In the seven+ years that I've been training jiu-jitsu, the period that I trained most often and competed most often was through white and blue-belt. My circumstances were different then, much different. I was single, younger and in a new city with not much else to do outside of work, hahaha. Which is what made BJJ so special and rewarding since it saved me from getting into a lot of trouble which is not a hard thing to come by in Bangkok. I am soon to be 5-years married, father of two and running several businesses. The blog by the way is my hobby even if it doesn't seem like it at times. So I've gone from training 6x times a week to anywhere from 1x to 4x times a week depending on my schedule with work and family. 

It's with these changes in my life that I've come to conflict with what I want and what the reality of my circumstances will allow. I could put a number of things aside in order to dedicate myself to training but then my family and work would suffer. So I've found a balance where I get to enjoy training without adding undue pressure on myself. Pressure that could possibly promote me to push myself harder than my body will allow, giving way to injury or the injuring of others. Perhaps burnout and lose interest or aimlessly attend class without having much focus to improve.

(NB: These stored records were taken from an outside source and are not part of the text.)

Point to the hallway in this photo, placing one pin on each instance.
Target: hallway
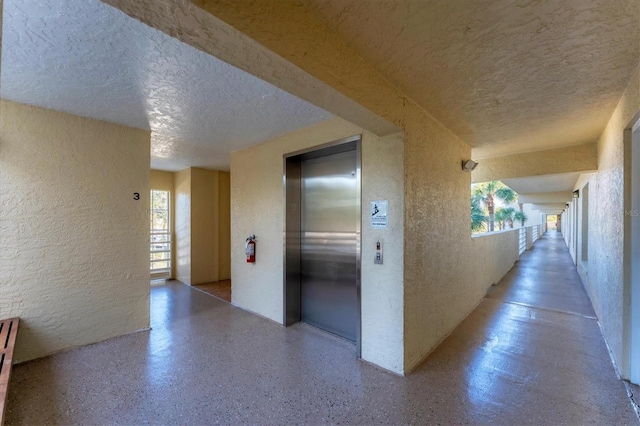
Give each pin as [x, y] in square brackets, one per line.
[530, 353]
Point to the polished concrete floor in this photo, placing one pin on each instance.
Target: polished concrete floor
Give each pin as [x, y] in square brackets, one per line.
[531, 353]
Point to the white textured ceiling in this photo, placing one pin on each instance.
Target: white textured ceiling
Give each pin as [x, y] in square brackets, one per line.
[547, 183]
[506, 76]
[87, 58]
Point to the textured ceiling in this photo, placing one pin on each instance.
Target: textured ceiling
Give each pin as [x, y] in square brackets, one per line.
[90, 59]
[547, 183]
[507, 76]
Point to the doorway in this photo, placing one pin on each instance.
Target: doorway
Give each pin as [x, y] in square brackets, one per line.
[322, 253]
[160, 234]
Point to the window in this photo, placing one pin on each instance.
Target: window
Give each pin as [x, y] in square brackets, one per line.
[160, 235]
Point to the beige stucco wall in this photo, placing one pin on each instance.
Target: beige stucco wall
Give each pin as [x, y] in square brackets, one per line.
[224, 225]
[257, 207]
[182, 230]
[603, 274]
[204, 225]
[440, 286]
[202, 221]
[74, 262]
[538, 163]
[494, 255]
[162, 180]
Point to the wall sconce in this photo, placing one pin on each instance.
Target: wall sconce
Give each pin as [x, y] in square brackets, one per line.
[469, 165]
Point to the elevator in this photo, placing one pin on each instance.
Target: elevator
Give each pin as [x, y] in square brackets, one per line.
[322, 238]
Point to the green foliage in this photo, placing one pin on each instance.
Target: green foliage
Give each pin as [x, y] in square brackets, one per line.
[478, 218]
[487, 193]
[521, 216]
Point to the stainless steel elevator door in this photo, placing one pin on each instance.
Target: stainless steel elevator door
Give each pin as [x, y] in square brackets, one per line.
[329, 224]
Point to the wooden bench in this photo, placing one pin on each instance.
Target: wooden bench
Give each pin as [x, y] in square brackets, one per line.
[8, 333]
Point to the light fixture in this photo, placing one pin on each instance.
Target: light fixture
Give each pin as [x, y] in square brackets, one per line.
[469, 165]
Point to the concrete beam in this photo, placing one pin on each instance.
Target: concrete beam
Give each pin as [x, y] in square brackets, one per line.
[545, 197]
[549, 208]
[579, 158]
[194, 26]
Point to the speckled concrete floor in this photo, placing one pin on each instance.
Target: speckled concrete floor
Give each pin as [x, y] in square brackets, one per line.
[206, 362]
[219, 289]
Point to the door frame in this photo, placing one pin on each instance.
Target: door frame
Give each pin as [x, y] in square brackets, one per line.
[291, 239]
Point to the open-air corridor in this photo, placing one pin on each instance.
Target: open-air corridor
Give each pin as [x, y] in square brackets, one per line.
[531, 353]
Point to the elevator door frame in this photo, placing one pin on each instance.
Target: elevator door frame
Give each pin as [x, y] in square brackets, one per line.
[292, 226]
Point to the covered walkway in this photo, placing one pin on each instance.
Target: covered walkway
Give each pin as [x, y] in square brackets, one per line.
[531, 353]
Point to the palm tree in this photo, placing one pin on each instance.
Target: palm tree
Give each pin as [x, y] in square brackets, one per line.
[521, 216]
[499, 218]
[478, 219]
[509, 214]
[487, 193]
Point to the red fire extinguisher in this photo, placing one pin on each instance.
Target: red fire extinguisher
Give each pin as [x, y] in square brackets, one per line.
[250, 246]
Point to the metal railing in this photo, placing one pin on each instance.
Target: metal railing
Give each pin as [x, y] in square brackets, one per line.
[522, 240]
[160, 254]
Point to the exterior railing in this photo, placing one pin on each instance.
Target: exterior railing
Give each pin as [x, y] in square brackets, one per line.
[522, 241]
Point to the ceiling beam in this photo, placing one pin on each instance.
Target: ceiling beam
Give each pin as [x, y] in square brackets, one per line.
[198, 28]
[549, 208]
[578, 158]
[545, 197]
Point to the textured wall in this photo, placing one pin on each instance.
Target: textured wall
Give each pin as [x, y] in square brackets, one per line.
[224, 226]
[74, 257]
[604, 282]
[439, 282]
[257, 200]
[202, 225]
[440, 287]
[182, 231]
[494, 255]
[163, 180]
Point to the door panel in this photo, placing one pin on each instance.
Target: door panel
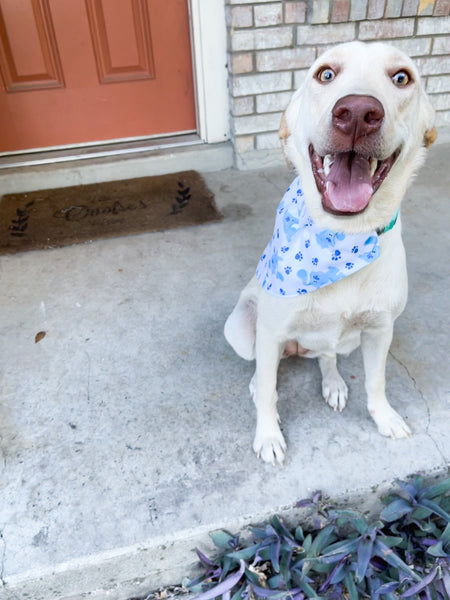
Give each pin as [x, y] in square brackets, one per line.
[121, 39]
[36, 64]
[78, 71]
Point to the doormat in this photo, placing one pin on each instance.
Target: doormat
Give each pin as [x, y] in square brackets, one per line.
[54, 218]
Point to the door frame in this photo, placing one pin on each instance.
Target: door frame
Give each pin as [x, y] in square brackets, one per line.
[207, 22]
[209, 58]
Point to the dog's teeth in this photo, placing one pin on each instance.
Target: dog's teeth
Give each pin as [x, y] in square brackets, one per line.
[327, 162]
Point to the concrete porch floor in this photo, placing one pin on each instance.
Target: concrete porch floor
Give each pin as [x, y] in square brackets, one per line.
[126, 432]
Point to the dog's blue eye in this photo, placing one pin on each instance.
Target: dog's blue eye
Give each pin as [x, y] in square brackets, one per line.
[401, 79]
[325, 75]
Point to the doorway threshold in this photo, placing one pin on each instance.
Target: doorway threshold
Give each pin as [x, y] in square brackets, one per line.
[111, 162]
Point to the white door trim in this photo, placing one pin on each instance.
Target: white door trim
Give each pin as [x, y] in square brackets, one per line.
[209, 52]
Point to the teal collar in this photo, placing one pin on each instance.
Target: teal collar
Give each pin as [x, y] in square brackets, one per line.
[390, 225]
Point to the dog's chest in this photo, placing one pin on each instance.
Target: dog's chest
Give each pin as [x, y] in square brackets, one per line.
[332, 331]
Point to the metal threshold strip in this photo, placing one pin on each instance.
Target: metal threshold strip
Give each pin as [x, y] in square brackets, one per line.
[100, 150]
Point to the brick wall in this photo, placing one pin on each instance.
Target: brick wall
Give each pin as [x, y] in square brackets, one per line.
[271, 45]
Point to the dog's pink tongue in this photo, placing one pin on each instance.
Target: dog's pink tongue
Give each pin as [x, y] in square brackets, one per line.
[349, 183]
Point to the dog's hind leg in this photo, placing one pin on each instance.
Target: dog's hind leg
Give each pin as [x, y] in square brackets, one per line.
[269, 442]
[334, 389]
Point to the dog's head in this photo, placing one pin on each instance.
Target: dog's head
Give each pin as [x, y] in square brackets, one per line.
[356, 131]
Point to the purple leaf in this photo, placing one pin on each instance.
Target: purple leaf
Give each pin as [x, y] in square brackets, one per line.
[421, 585]
[225, 586]
[204, 559]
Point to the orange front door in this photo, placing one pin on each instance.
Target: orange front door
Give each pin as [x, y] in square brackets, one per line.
[79, 71]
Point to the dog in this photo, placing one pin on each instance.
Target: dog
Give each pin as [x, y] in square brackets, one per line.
[333, 277]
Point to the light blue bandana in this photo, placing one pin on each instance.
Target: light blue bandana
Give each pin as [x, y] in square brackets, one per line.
[301, 257]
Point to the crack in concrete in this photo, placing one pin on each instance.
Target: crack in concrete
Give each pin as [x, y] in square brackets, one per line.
[88, 378]
[425, 402]
[2, 558]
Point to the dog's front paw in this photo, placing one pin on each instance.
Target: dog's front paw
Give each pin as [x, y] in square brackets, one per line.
[270, 445]
[335, 392]
[390, 423]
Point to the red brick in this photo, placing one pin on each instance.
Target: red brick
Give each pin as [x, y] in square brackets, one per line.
[376, 9]
[295, 12]
[442, 8]
[241, 63]
[340, 11]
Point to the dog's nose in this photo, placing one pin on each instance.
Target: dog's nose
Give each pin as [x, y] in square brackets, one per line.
[357, 116]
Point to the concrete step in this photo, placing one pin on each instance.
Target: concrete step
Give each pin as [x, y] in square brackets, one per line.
[126, 431]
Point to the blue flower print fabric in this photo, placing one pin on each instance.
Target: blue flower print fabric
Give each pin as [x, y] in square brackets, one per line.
[302, 257]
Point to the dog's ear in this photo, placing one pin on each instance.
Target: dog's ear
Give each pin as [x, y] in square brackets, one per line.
[430, 137]
[284, 134]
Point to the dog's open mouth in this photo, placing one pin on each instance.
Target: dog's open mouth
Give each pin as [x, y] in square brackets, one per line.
[348, 180]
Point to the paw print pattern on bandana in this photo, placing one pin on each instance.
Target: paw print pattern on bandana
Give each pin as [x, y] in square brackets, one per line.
[301, 257]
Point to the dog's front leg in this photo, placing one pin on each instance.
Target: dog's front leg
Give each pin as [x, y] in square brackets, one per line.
[375, 345]
[269, 442]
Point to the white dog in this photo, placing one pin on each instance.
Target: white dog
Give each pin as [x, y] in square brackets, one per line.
[333, 277]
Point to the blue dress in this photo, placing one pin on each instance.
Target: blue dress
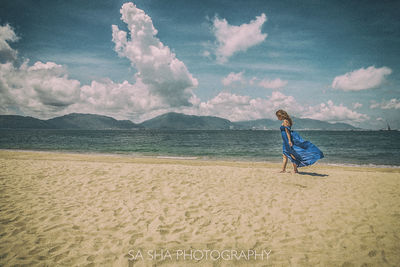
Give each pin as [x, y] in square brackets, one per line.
[302, 153]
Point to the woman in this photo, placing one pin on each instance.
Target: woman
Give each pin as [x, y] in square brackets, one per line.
[301, 153]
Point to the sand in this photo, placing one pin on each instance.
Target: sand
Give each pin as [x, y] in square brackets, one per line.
[65, 209]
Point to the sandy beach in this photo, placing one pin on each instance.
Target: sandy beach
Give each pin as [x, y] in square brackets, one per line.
[65, 209]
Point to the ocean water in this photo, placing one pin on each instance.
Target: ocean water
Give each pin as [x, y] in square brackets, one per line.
[339, 147]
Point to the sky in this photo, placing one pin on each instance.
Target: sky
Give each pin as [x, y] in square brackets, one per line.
[336, 61]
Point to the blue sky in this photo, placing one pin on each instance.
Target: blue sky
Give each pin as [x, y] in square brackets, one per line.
[307, 45]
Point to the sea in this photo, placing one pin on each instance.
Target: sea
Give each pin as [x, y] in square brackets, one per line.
[353, 148]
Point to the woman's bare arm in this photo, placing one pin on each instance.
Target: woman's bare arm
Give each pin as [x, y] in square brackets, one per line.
[288, 135]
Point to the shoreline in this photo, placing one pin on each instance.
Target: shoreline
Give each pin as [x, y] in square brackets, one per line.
[201, 159]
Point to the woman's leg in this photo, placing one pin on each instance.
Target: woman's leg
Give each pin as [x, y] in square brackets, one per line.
[295, 168]
[284, 162]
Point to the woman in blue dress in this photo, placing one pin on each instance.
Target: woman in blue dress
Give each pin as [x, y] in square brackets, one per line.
[301, 153]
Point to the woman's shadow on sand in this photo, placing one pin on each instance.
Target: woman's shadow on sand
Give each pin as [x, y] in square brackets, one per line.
[313, 174]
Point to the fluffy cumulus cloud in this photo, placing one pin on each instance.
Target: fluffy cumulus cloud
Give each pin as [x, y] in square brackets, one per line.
[237, 107]
[233, 78]
[158, 68]
[38, 90]
[7, 35]
[334, 113]
[45, 90]
[231, 38]
[390, 104]
[361, 79]
[272, 84]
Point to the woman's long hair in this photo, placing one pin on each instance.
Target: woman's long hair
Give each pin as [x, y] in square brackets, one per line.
[284, 115]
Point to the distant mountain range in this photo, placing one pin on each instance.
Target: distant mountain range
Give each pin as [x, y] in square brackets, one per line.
[167, 121]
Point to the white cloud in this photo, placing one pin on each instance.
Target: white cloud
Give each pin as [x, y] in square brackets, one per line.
[233, 78]
[333, 113]
[231, 39]
[241, 107]
[158, 68]
[361, 79]
[272, 84]
[390, 104]
[7, 34]
[44, 89]
[239, 79]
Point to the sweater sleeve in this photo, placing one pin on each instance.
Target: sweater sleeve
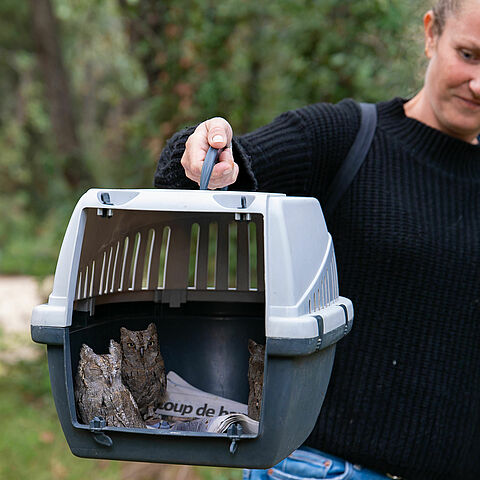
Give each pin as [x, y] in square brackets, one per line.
[297, 154]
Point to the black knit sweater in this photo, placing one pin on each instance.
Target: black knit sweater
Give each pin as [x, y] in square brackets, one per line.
[404, 397]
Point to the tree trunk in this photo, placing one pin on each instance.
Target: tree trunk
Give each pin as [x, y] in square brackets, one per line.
[57, 90]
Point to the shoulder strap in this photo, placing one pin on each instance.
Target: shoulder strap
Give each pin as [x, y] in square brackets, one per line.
[354, 159]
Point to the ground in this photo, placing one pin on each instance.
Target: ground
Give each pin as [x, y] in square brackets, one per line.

How I've come to understand this about myself is through the example of my teammates. In every academy you'll see a variety of students from different age groups and walks of life. All of whom will have different goals and expectations. You begin to gauge which partners you'll be able to go 100% with, who to slow things down with and practice defense and those that have your number every single time. For example: This guy is a father of two, has your 9-5 job but is limited on when he can train because he doesn't want to give up his evenings with his kids, making sure to be there when they get home from school and to share dinner with them. This guy trains two evenings, two mornings (7am) and squeezes in the lunch-training when there's a buddy available. On the days that he's home, he may do some weight training in his garage. Then you have the retiree that is still healthy and strong with full-grown kids so he's basically got his life back. Trains and competes all he wants but isn't necessarily coming in every day. Then there's the single young guy that may or may not have a job but trains all the time and doesn't ever seem to get tired. He aspires to be a world champion and is fixated on destroying everyone regardless if you're a beginner or veteran. 

I believe there is something to gain from each example and while this doesn't represent everyone, it gives you an idea of what I mean. When comparing my circumstances to these other guys, how do my goals align or differ. Obviously I won't be elated if either of these guys catches me and forces me to tap but at the end of the day I'm not going to torture myself since there's always tomorrow. Come back, train, learn, improve...don't stop. Perhaps personal trials with training is not something we always make public but as I get older, I realize my focus about what I do needs to increase. I don't have the luxury of having ample free-time to myself but that's come with positive changes in my life too. I'm just looking for where the balance is so that I don't give up on what I believe to be such a positive influence on me, Brazilian Jiu-Jitsu. 

Thanks for reading my rambling if you made it this far.

-Luke

1 comment:

bangkokrainman said...

Thank you Luke. Make me stop to rethink about prioritizing my limited space time and how to use it wiser. From a 48 years old man who just started BJJ and trying not to overdoing it till burn out. Good advise, thanks. Mark V.